The worst part of this plan, of course, is the increase in intensity for Melissa, who was already exhausted and worn down at this point.  So this is when pain relief was discussed.  All the pain relief options were laid out, and the risks and benefits of each were discussed between contractions.  Her midwife was good at laying out what she thought, but informing Melissa and Geoff of all their options and the risks and benefits in all scenarios.  They decided that oxytocin and an epidural were the best way to go, and I completely agreed.  This is what these interventions are invented for, and I am a full believer (thanks to Grantly Dick-Read) that labour is intense but it need not involve suffering.  If you hit the point where you are suffering in labour, by all means, pain relief is absolutely called for.  Melissa had hit the suffering threshold several hours before this point, and had exhausted all her reserves.  We had all worked to give her the best possible chance so that she could feel like she did everything she could to have the natural birth she planned for.
And you know what?  It was the perfect decision.  She got her epidural within 20 minutes.  She got oxytocin within an hour.  She slept for several hours.  Geoff slept.  I drove home, dropped off my pumped milk, nursed Amarys twice and Riley once, showered, and drove back to the hospital.  When I arrived back she was bright eyed, her sense of humor was back, and she was energized, fully dilated, and ready to push.  Her epidural wore off enough for her to feel urges to push, and in remarkable time for a first time mom with fuzzy feeling lower extremities, she pushed out the most amazing long eyelashed, kissable lipped, soft cheeked baby ever!  It was fantastic!  She pushed like it had been her day job for twenty years.  Like, pshaw, I could do this in my sleep, no problem [I hate pushing, its way harder work when I do it, for hours and hours =p  What's up with women who do it like its a sunday afternoon stroll?].  I told Melissa it was her reward after working so hard for the first stage of labour.  Watching that baby slide out was one of the more remarkable things I've ever seen.  He was moving his head but had his eyes closed when his head was out but his shoulders were still in, and he was facing me so I got to study his little face for a few minutes while Melissa waited for her final contraction at 10:30 pm to push out his body.  And she didn't even tear much: a couple of stitches just for a first degree tear to prevent pain while healing.

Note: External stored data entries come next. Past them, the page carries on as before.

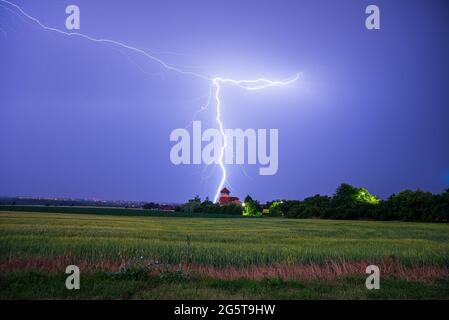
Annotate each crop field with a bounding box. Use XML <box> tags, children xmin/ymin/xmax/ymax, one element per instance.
<box><xmin>0</xmin><ymin>209</ymin><xmax>448</xmax><ymax>299</ymax></box>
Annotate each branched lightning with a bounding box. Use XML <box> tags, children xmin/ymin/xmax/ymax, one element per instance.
<box><xmin>0</xmin><ymin>0</ymin><xmax>299</xmax><ymax>203</ymax></box>
<box><xmin>211</xmin><ymin>75</ymin><xmax>299</xmax><ymax>203</ymax></box>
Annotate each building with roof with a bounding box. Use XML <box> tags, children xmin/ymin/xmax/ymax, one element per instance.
<box><xmin>218</xmin><ymin>187</ymin><xmax>241</xmax><ymax>206</ymax></box>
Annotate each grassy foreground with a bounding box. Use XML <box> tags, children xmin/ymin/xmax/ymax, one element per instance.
<box><xmin>2</xmin><ymin>272</ymin><xmax>449</xmax><ymax>299</ymax></box>
<box><xmin>0</xmin><ymin>210</ymin><xmax>448</xmax><ymax>299</ymax></box>
<box><xmin>1</xmin><ymin>211</ymin><xmax>448</xmax><ymax>265</ymax></box>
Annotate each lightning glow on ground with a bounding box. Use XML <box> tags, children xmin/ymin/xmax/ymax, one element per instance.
<box><xmin>0</xmin><ymin>0</ymin><xmax>299</xmax><ymax>203</ymax></box>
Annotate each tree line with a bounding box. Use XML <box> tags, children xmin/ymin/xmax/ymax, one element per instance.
<box><xmin>266</xmin><ymin>183</ymin><xmax>449</xmax><ymax>222</ymax></box>
<box><xmin>175</xmin><ymin>195</ymin><xmax>243</xmax><ymax>215</ymax></box>
<box><xmin>168</xmin><ymin>183</ymin><xmax>449</xmax><ymax>222</ymax></box>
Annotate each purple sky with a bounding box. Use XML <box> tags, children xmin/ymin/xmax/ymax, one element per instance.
<box><xmin>1</xmin><ymin>0</ymin><xmax>448</xmax><ymax>202</ymax></box>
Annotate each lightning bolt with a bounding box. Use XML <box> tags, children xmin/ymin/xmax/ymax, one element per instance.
<box><xmin>0</xmin><ymin>0</ymin><xmax>299</xmax><ymax>203</ymax></box>
<box><xmin>211</xmin><ymin>75</ymin><xmax>299</xmax><ymax>203</ymax></box>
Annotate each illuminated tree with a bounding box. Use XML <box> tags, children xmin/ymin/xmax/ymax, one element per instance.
<box><xmin>243</xmin><ymin>195</ymin><xmax>260</xmax><ymax>216</ymax></box>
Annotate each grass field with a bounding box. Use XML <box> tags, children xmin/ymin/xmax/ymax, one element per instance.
<box><xmin>0</xmin><ymin>209</ymin><xmax>448</xmax><ymax>299</ymax></box>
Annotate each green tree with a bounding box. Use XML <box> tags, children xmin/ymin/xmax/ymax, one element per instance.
<box><xmin>243</xmin><ymin>195</ymin><xmax>261</xmax><ymax>216</ymax></box>
<box><xmin>182</xmin><ymin>195</ymin><xmax>201</xmax><ymax>213</ymax></box>
<box><xmin>330</xmin><ymin>183</ymin><xmax>379</xmax><ymax>219</ymax></box>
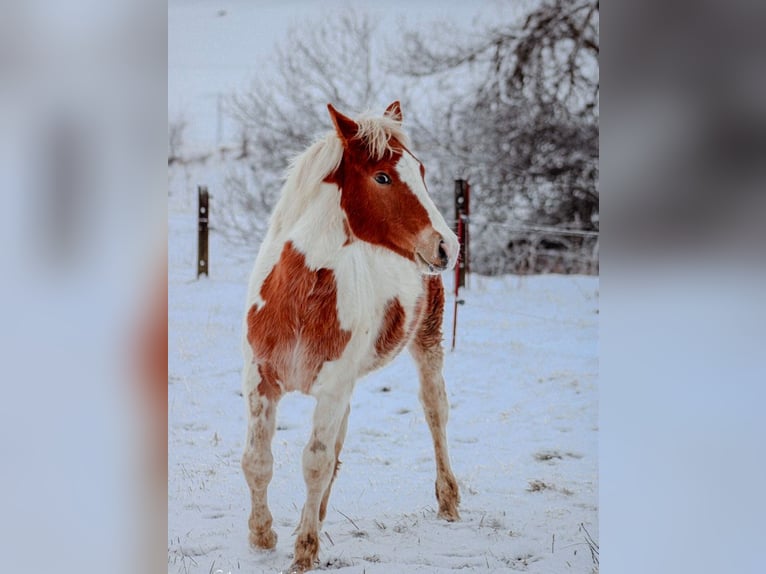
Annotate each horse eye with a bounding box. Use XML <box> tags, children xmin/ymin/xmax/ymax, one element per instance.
<box><xmin>374</xmin><ymin>173</ymin><xmax>392</xmax><ymax>185</ymax></box>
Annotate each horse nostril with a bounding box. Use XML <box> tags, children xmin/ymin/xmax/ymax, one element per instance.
<box><xmin>437</xmin><ymin>240</ymin><xmax>449</xmax><ymax>266</ymax></box>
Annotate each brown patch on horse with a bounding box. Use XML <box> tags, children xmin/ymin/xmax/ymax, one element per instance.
<box><xmin>413</xmin><ymin>276</ymin><xmax>445</xmax><ymax>350</ymax></box>
<box><xmin>375</xmin><ymin>298</ymin><xmax>406</xmax><ymax>357</ymax></box>
<box><xmin>247</xmin><ymin>241</ymin><xmax>351</xmax><ymax>393</ymax></box>
<box><xmin>325</xmin><ymin>142</ymin><xmax>431</xmax><ymax>262</ymax></box>
<box><xmin>309</xmin><ymin>439</ymin><xmax>327</xmax><ymax>453</ymax></box>
<box><xmin>256</xmin><ymin>363</ymin><xmax>281</xmax><ymax>401</ymax></box>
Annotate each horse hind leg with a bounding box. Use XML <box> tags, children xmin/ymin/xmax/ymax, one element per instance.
<box><xmin>319</xmin><ymin>404</ymin><xmax>350</xmax><ymax>523</ymax></box>
<box><xmin>409</xmin><ymin>276</ymin><xmax>460</xmax><ymax>521</ymax></box>
<box><xmin>241</xmin><ymin>361</ymin><xmax>282</xmax><ymax>549</ymax></box>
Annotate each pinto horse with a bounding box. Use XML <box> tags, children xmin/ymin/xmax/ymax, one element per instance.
<box><xmin>241</xmin><ymin>101</ymin><xmax>460</xmax><ymax>573</ymax></box>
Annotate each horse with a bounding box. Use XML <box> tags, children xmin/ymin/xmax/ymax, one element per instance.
<box><xmin>241</xmin><ymin>101</ymin><xmax>461</xmax><ymax>573</ymax></box>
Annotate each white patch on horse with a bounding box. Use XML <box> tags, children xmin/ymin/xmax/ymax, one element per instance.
<box><xmin>395</xmin><ymin>151</ymin><xmax>460</xmax><ymax>267</ymax></box>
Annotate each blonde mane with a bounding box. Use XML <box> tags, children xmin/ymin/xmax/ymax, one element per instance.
<box><xmin>269</xmin><ymin>110</ymin><xmax>410</xmax><ymax>235</ymax></box>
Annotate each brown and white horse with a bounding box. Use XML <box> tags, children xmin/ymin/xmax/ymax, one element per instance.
<box><xmin>241</xmin><ymin>102</ymin><xmax>460</xmax><ymax>573</ymax></box>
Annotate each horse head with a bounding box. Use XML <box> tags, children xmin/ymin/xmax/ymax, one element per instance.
<box><xmin>326</xmin><ymin>102</ymin><xmax>459</xmax><ymax>274</ymax></box>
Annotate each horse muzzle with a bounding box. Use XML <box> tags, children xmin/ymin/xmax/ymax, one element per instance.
<box><xmin>415</xmin><ymin>231</ymin><xmax>459</xmax><ymax>275</ymax></box>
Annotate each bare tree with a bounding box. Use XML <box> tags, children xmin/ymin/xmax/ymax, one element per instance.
<box><xmin>219</xmin><ymin>2</ymin><xmax>598</xmax><ymax>274</ymax></box>
<box><xmin>221</xmin><ymin>9</ymin><xmax>392</xmax><ymax>245</ymax></box>
<box><xmin>390</xmin><ymin>0</ymin><xmax>599</xmax><ymax>274</ymax></box>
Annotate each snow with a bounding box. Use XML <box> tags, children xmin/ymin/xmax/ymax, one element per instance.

Melissa is my new hero.  And Geoff her loyal sidekick.  And Brayden the sweetest thing on earth, next to my own babies!  All told, 26 hours of active labour.  Less than an hour of pushing.  And a gorgeous birth.  Not exactly according to plan, but exactly right.

4 comments:

Tamie said...

I am now crying. Thank you...thank you.

melissa said...

So, so cool!
I'm really relieved to hear your thoughts on doulas, too. They're wonderful, wonderful, wonderful, but I really didn't like the idea of paying someone I didn't feel a connection with to support me. I love the idea of having the support of a trusted friend. How lovely that you got to be that friend!

Pappy/NeeNee said...

A proud moment for them and a proud moment for Pappy and NeeNee, thanks for everyone love, support and desire to give the birth experience as close as possible to the dream Melissa and Geoff had for Brayden. We are soooo in love with our wonderful and gorgeous grandson. God is truly a miracle giving God.

Jen said...

Ooh I love a good birth story. Thanks for sharing. Congrats to your friends.